Dass Paul II. Anton nicht nur ein leidenschaftlicher Liebhaber der Musik – und zwar in beiden seinerzeit führenden nationalstilistischen Ausprägungen, der italienischen wie der französischen – sondern auch ein Flötist von beachtlicher Begabung war, galt seinem gesellschaftlichen Umfeld als offenes Geheimnis. So erklärt sich auch der für Haydns sinfonisches Frühwerk durchaus untypische Beginn des auf den Sonnenaufgang folgenden Allegros: Im Piano erklingt der (bald von den Oboen imitierte) Weckgesang der Flöte, auf den sich die Natur in abwechselnden Forte- und Piano-Abschnitten zu regen beginnt. Wenn schließlich anstelle des erwarteten Eintritts der Reprise die Hörner mit lautschallendem Unisono dem Flötenthema um zwei Takte vorauseilen, so ist dies gewiss als Anspielung auf eine andere große Leidenschaft zu verstehen, die hier mit dem Fürsten „durchzugehen“ scheint: die Jagd, natürlich...

Vom folgenden, durch ein kurzes Adagio gerahmten Andante lesen wir bei Hermann Kretzschmar, dass es sich dabei um die Parodie einer morgendlichen Solmisationsstunde nebst folgender, humorvoller Anspielungen auf schulmeisterliche Kunstfertigkeiten handeln solle.4 Sisman widerspricht dem entschieden und erkennt hierin das Auf- und Absteigen weiterer, die Morgensonne begleitender Himmelskörper wie etwa der Mond oder die bereits erwähnte Venus: „Der Morgen hat die Verbannung der Nacht zur Folge, eine Wende von Diana zu Aurora, die die zunehmende Irrelevanz des Mondes offenbart – selbst wenn er in der Regel noch im Morgengrauen am Himmel gegenwärtig ist.“5 In diesem Sinn wäre das Bild des Gesangslehrers wohl in das des Helios (oder seines Nachfolgers Apollon) mit dem von Horen begleiteten Sonnenwagen abzuändern, eine mythologische Gestalt, die die Fürsten Esterházy, zur ikonographischen Überhöhung ihrer selbst, wiederholt auf den Deckenfresken ihrer prachtvollen Schlossbauten anbringen ließen.

Nachdem die Mondwolken vertrieben sind, macht ein Menuett von sich hören, in dem sich die Sonne als Tanzmeisterin hervortut.
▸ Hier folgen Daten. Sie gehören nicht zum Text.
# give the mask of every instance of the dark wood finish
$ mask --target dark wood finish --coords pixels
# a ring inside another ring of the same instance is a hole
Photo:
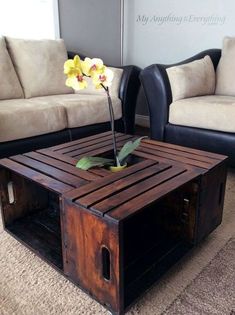
[[[118,313],[121,303],[118,226],[107,224],[70,201],[64,202],[64,272],[103,305]],[[103,277],[102,248],[110,253],[109,280]]]
[[[117,146],[136,137],[117,133]],[[226,157],[149,139],[119,173],[110,132],[0,160],[6,231],[113,314],[124,313],[221,223]],[[10,203],[8,184],[13,185]]]

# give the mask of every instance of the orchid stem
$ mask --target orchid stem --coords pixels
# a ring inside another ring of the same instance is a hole
[[[113,112],[113,105],[112,105],[112,100],[109,94],[109,88],[105,87],[104,85],[102,85],[102,87],[104,88],[104,90],[107,93],[107,97],[108,97],[108,104],[109,104],[109,115],[110,115],[110,123],[111,123],[111,130],[112,130],[112,138],[113,138],[113,153],[114,153],[114,158],[115,158],[115,162],[116,162],[116,166],[121,166],[121,163],[118,159],[118,155],[117,155],[117,142],[116,142],[116,135],[115,135],[115,126],[114,126],[114,112]]]

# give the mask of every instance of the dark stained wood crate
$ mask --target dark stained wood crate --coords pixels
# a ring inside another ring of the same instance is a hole
[[[111,133],[0,160],[3,222],[121,314],[220,224],[227,158],[144,139],[119,173],[75,168],[87,155],[112,156]]]
[[[198,179],[145,160],[64,194],[65,274],[122,313],[191,247]]]

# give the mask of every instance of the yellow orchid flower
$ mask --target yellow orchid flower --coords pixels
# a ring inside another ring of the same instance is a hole
[[[96,72],[103,72],[105,68],[103,61],[99,58],[85,58],[81,66],[82,72],[88,77],[92,77]]]
[[[65,82],[65,85],[73,88],[75,91],[83,90],[87,87],[87,82],[83,75],[71,76]]]
[[[105,67],[103,72],[95,72],[92,78],[96,89],[102,88],[102,85],[107,88],[112,84],[113,71]]]
[[[76,77],[82,75],[81,60],[78,55],[74,56],[73,59],[68,59],[64,63],[64,74],[68,77]]]

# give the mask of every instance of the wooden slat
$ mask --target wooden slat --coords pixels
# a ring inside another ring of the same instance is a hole
[[[141,146],[149,148],[149,149],[154,149],[154,150],[156,150],[156,152],[161,152],[164,154],[165,153],[172,154],[172,155],[176,155],[179,157],[185,157],[185,158],[193,159],[195,161],[206,162],[206,163],[209,163],[211,165],[214,165],[215,163],[218,162],[218,160],[215,160],[215,159],[207,157],[207,156],[192,154],[192,153],[185,152],[182,150],[175,150],[173,148],[163,147],[163,146],[153,144],[153,143],[149,144],[148,141],[142,141]]]
[[[106,212],[118,207],[119,205],[127,202],[128,200],[133,199],[134,197],[143,194],[146,191],[153,189],[154,187],[172,180],[172,178],[186,172],[185,169],[179,167],[172,167],[167,169],[160,174],[156,174],[152,177],[149,177],[146,180],[143,180],[136,185],[131,186],[128,189],[125,189],[109,198],[94,204],[90,209],[101,215],[104,215]],[[147,201],[147,200],[146,200]],[[79,202],[79,201],[78,201]]]
[[[131,138],[131,139],[136,139],[136,138]],[[131,140],[130,139],[130,140]],[[127,140],[125,141],[120,141],[120,142],[117,142],[117,148],[118,149],[121,149],[121,147],[127,142]],[[112,152],[113,150],[113,145],[112,143],[110,145],[107,145],[105,147],[101,147],[101,148],[98,148],[96,150],[93,150],[93,151],[89,151],[89,152],[86,152],[84,154],[79,154],[79,155],[76,155],[76,156],[73,156],[73,158],[76,158],[76,159],[81,159],[82,157],[84,156],[100,156],[100,155],[104,155],[106,152]]]
[[[0,165],[60,194],[68,192],[74,188],[72,185],[64,184],[59,180],[41,174],[29,167],[6,158],[0,161]]]
[[[55,145],[53,147],[50,147],[50,149],[52,151],[57,151],[57,150],[60,150],[60,149],[63,149],[63,148],[67,148],[67,147],[73,146],[74,144],[84,143],[84,142],[96,139],[98,137],[100,137],[100,138],[106,137],[107,135],[110,135],[110,134],[111,134],[111,131],[106,131],[106,132],[103,132],[103,133],[95,134],[95,135],[92,135],[92,136],[89,136],[89,137],[85,137],[85,138],[81,138],[81,139],[78,139],[78,140],[73,140],[73,141],[62,143],[62,144],[58,144],[58,145]]]
[[[84,179],[78,178],[72,174],[66,173],[48,164],[38,162],[27,156],[15,155],[11,157],[11,160],[25,165],[26,167],[32,168],[37,172],[49,175],[65,184],[69,184],[73,187],[80,187],[87,183]]]
[[[211,168],[211,164],[209,163],[206,163],[206,162],[200,162],[200,161],[195,161],[193,160],[193,157],[192,159],[190,158],[184,158],[184,157],[178,157],[176,155],[172,155],[172,154],[168,154],[168,153],[161,153],[157,150],[154,150],[154,149],[149,149],[149,148],[145,148],[145,147],[142,147],[142,145],[140,145],[137,149],[136,149],[137,152],[144,152],[144,153],[150,153],[152,155],[155,155],[155,156],[159,156],[161,158],[164,158],[165,161],[177,161],[177,162],[180,162],[182,164],[188,164],[188,165],[193,165],[193,166],[196,166],[196,167],[201,167],[201,168],[205,168],[205,169],[210,169]]]
[[[123,189],[134,186],[134,184],[137,184],[140,181],[143,181],[149,177],[152,178],[153,175],[159,174],[170,167],[171,166],[168,164],[155,164],[146,169],[140,170],[137,173],[131,174],[128,177],[121,178],[115,181],[115,183],[111,183],[105,187],[97,189],[96,191],[76,200],[76,202],[88,208],[103,199],[111,197],[113,194],[117,194]]]
[[[57,159],[59,161],[63,161],[63,162],[68,163],[70,165],[76,165],[76,163],[78,161],[75,158],[72,158],[72,157],[64,155],[64,154],[60,154],[58,152],[54,152],[50,149],[41,149],[41,150],[37,150],[37,152],[44,154],[44,155],[47,155],[47,156],[50,156],[50,157]]]
[[[62,161],[57,160],[55,158],[51,158],[49,156],[40,154],[38,152],[25,153],[24,155],[27,157],[30,157],[34,160],[43,162],[43,163],[51,165],[51,166],[54,166],[54,167],[56,167],[62,171],[66,171],[70,174],[73,174],[73,175],[75,175],[79,178],[85,179],[85,180],[92,181],[92,180],[97,179],[97,176],[95,176],[89,172],[83,171],[81,169],[78,169],[75,167],[75,165],[67,164],[65,162],[62,162]]]
[[[89,173],[91,174],[95,174],[98,175],[100,177],[104,177],[107,176],[108,174],[110,174],[110,171],[106,168],[102,168],[102,167],[94,167],[88,170]],[[96,176],[97,178],[97,176]]]
[[[130,137],[131,136],[129,136],[129,135],[124,135],[124,134],[121,134],[121,133],[117,133],[116,134],[116,139],[117,140],[128,139]],[[93,140],[89,140],[89,141],[87,140],[87,141],[82,142],[82,143],[75,143],[73,145],[70,145],[69,147],[61,148],[60,150],[57,150],[57,152],[65,154],[65,153],[69,153],[69,152],[72,152],[72,151],[85,149],[85,148],[88,148],[88,147],[93,146],[93,145],[104,146],[104,144],[106,142],[109,144],[110,141],[112,142],[112,135],[108,134],[105,137],[96,137]]]
[[[46,156],[50,156],[54,159],[57,159],[59,161],[68,163],[70,165],[75,166],[78,162],[78,160],[82,157],[78,157],[78,158],[73,158],[70,156],[67,156],[65,154],[60,154],[58,152],[54,152],[51,151],[50,149],[42,149],[42,150],[38,150],[37,152],[44,154]],[[83,176],[85,179],[87,180],[91,180],[91,176],[94,178],[94,176],[96,176],[96,178],[100,178],[100,177],[104,177],[105,174],[107,175],[107,171],[106,170],[99,170],[99,169],[93,169],[93,170],[89,170],[89,171],[82,171],[83,172]],[[92,179],[94,180],[94,179]]]
[[[69,192],[65,195],[67,199],[75,200],[78,199],[84,195],[87,195],[88,193],[92,193],[93,191],[102,188],[108,184],[114,183],[115,181],[124,178],[130,174],[134,174],[138,172],[139,170],[143,170],[151,165],[157,164],[155,161],[145,160],[143,162],[137,163],[133,166],[130,166],[126,169],[124,169],[121,172],[118,173],[110,173],[110,175],[106,176],[105,178],[97,179],[95,182],[91,182],[90,184],[87,184],[84,187],[81,187],[79,189],[74,189],[73,191]]]
[[[226,156],[224,156],[222,154],[202,151],[202,150],[198,150],[198,149],[192,149],[192,148],[189,148],[189,147],[183,147],[183,146],[180,146],[180,145],[177,145],[177,144],[171,144],[171,143],[167,143],[167,142],[160,142],[160,141],[150,140],[150,139],[144,139],[142,141],[145,142],[145,143],[150,143],[150,144],[158,145],[158,146],[165,147],[165,148],[172,148],[172,149],[175,149],[175,150],[184,151],[184,152],[188,152],[188,153],[191,153],[191,154],[207,156],[207,157],[210,157],[212,159],[217,159],[219,161],[223,161],[223,160],[226,159]]]
[[[132,136],[124,135],[122,137],[117,138],[116,143],[117,143],[117,145],[119,143],[124,144],[128,140],[131,140],[131,139],[133,139]],[[72,150],[71,152],[66,152],[66,155],[71,156],[71,157],[84,156],[84,155],[90,155],[90,154],[94,155],[93,151],[95,151],[96,149],[102,149],[102,148],[107,147],[107,146],[113,147],[112,139],[107,140],[107,141],[103,141],[103,142],[98,142],[98,143],[92,144],[90,146],[88,145],[82,149],[77,148],[76,150]]]
[[[162,183],[161,185],[158,185],[146,191],[145,193],[127,201],[126,203],[120,205],[112,211],[109,211],[106,216],[114,220],[123,220],[196,178],[197,174],[195,174],[195,172],[186,171],[182,174],[179,174],[174,179],[166,181],[165,183]]]
[[[182,163],[177,162],[177,161],[169,161],[165,158],[162,158],[160,156],[155,156],[146,152],[141,152],[141,151],[136,151],[134,152],[134,155],[141,157],[141,158],[145,158],[145,159],[149,159],[149,160],[153,160],[153,161],[157,161],[157,162],[162,162],[162,163],[166,163],[166,162],[171,162],[172,165],[175,166],[181,166],[182,167]],[[185,168],[187,168],[188,170],[194,170],[196,173],[198,174],[204,174],[207,172],[207,169],[204,168],[200,168],[200,167],[196,167],[193,165],[189,165],[189,164],[183,164],[185,166]]]

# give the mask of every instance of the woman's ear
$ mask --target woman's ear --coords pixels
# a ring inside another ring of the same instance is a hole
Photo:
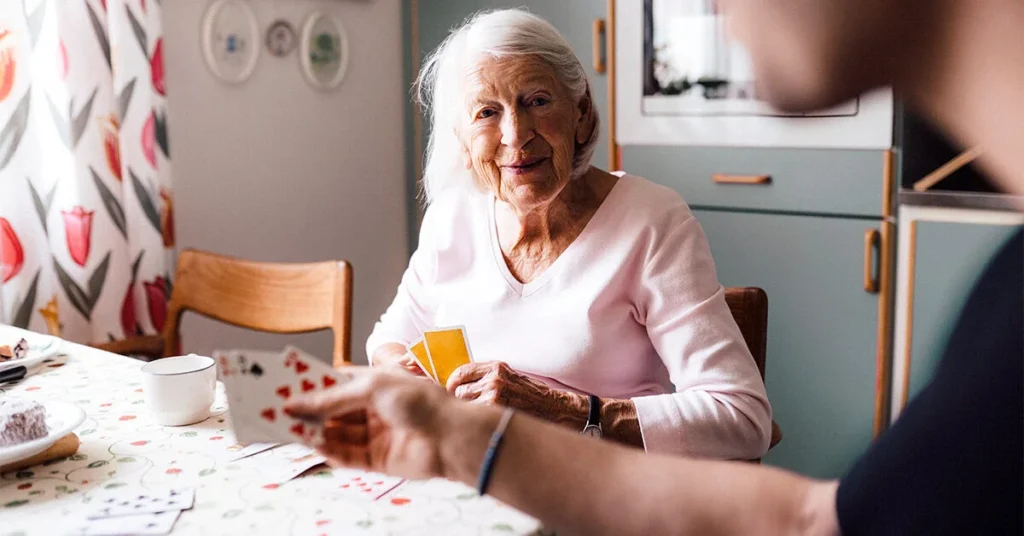
[[[579,119],[576,121],[576,143],[586,143],[594,135],[594,128],[597,126],[597,115],[594,113],[594,101],[590,98],[590,88],[580,98],[577,106]]]

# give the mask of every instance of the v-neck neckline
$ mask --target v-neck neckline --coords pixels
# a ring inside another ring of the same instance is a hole
[[[544,285],[551,281],[551,278],[555,276],[555,273],[558,271],[558,268],[561,265],[568,262],[564,261],[563,259],[572,255],[573,252],[582,247],[577,246],[577,244],[580,243],[586,237],[587,234],[592,232],[591,228],[594,227],[594,222],[597,221],[598,218],[602,217],[602,214],[608,212],[608,210],[606,210],[605,207],[607,207],[610,203],[614,202],[613,196],[616,195],[616,192],[621,190],[619,185],[622,184],[624,180],[626,180],[626,177],[626,175],[622,175],[619,177],[617,181],[615,181],[615,184],[612,185],[612,189],[608,191],[608,195],[605,196],[604,201],[602,201],[601,204],[597,207],[597,210],[594,211],[594,215],[590,217],[590,221],[588,221],[587,224],[583,226],[583,230],[580,231],[580,234],[576,235],[576,238],[574,238],[573,241],[569,243],[565,250],[563,250],[562,253],[558,255],[558,258],[556,258],[550,266],[545,268],[544,271],[538,277],[534,278],[532,281],[528,283],[523,283],[516,279],[516,277],[512,275],[512,271],[509,270],[508,264],[505,262],[505,255],[501,252],[501,245],[500,242],[498,241],[498,222],[495,219],[494,214],[494,206],[498,202],[498,200],[496,197],[491,195],[487,203],[487,224],[488,227],[490,227],[489,235],[491,238],[491,253],[494,258],[494,263],[497,265],[498,272],[501,273],[501,276],[505,279],[505,282],[508,283],[509,288],[511,288],[516,294],[518,294],[519,297],[526,298],[533,294],[534,292],[540,290]]]

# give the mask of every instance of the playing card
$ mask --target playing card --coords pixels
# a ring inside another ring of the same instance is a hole
[[[250,443],[248,445],[239,443],[228,447],[227,461],[235,462],[242,458],[248,458],[254,454],[259,454],[265,450],[270,450],[277,446],[277,443]]]
[[[343,374],[292,347],[279,354],[232,351],[221,357],[239,442],[315,444],[322,438],[322,425],[295,419],[284,412],[284,406],[295,396],[346,381]]]
[[[262,485],[278,485],[327,461],[315,450],[303,445],[282,445],[239,462],[261,475]]]
[[[83,536],[120,536],[135,534],[170,534],[181,511],[139,514],[123,517],[87,519],[75,530]]]
[[[117,488],[94,495],[86,517],[97,519],[188,510],[194,500],[193,488]]]
[[[405,479],[358,469],[327,469],[310,475],[306,485],[318,492],[353,501],[376,501]]]
[[[410,346],[409,353],[416,359],[416,364],[420,366],[423,373],[433,378],[434,381],[437,381],[437,375],[434,374],[434,369],[430,366],[430,356],[427,354],[427,344],[423,342],[423,339],[416,341],[415,344]]]
[[[455,369],[473,362],[466,338],[466,328],[461,326],[435,329],[423,333],[427,345],[427,355],[434,378],[442,386],[448,383],[448,377]]]

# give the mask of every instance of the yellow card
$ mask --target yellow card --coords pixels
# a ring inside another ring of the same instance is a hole
[[[436,382],[437,375],[434,374],[434,369],[430,366],[430,355],[427,354],[427,345],[423,342],[423,339],[416,341],[416,344],[410,346],[409,353],[416,358],[416,364],[423,369],[423,372]]]
[[[455,369],[473,361],[463,327],[427,331],[423,333],[423,340],[427,343],[427,356],[434,378],[442,387],[448,383],[448,377]]]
Zu den Solisten am Parkett zählen abermals die Flöte, dazu die Oboen, das Fagott und schließlich im Trio die Viola wie erstmals im vorliegenden Zyklus der fünfsaitige Violone, auch Wiener Quart-Terz-Violon genannt. Den Finalsatz, ein Allegro, hat H. C. Robbins Landon einst mit der treffenden Metapher „Neuer Wein in alte Flaschen gegossen“ bedacht und meint damit, dass hier das kompositorische Prinzip des Concerto grosso – die Flöte, das Violoncello, ja selbst beide Hörner, vor allem aber der von Haydn persönlich übernommene Part des Violino principale werden mit solistischen Aufgaben bedacht – mit neuem Leben erfüllt erscheint.6

In Achtung des einst von Peter Gülke vorgebrachten Einwands in Bezug auf die mannigfaltigen Deutungsversuche von Haydns Tageszeiten – „er leiht sich den Anschein des ganz und gar Programmatischen und schreibt [doch] Musik von so autonomer Struktur, dass es des Anhalts an Vorstellungen, wie sie die Titel vorgaben, eigentlich nicht bedarf“7 – sind wir mit unseren Betrachtungen bei Le Midi angekommen, dem einzigen Werk des heute erklingenden Zyklus, von dem die Eigenschrift des Komponisten erhalten geblieben ist.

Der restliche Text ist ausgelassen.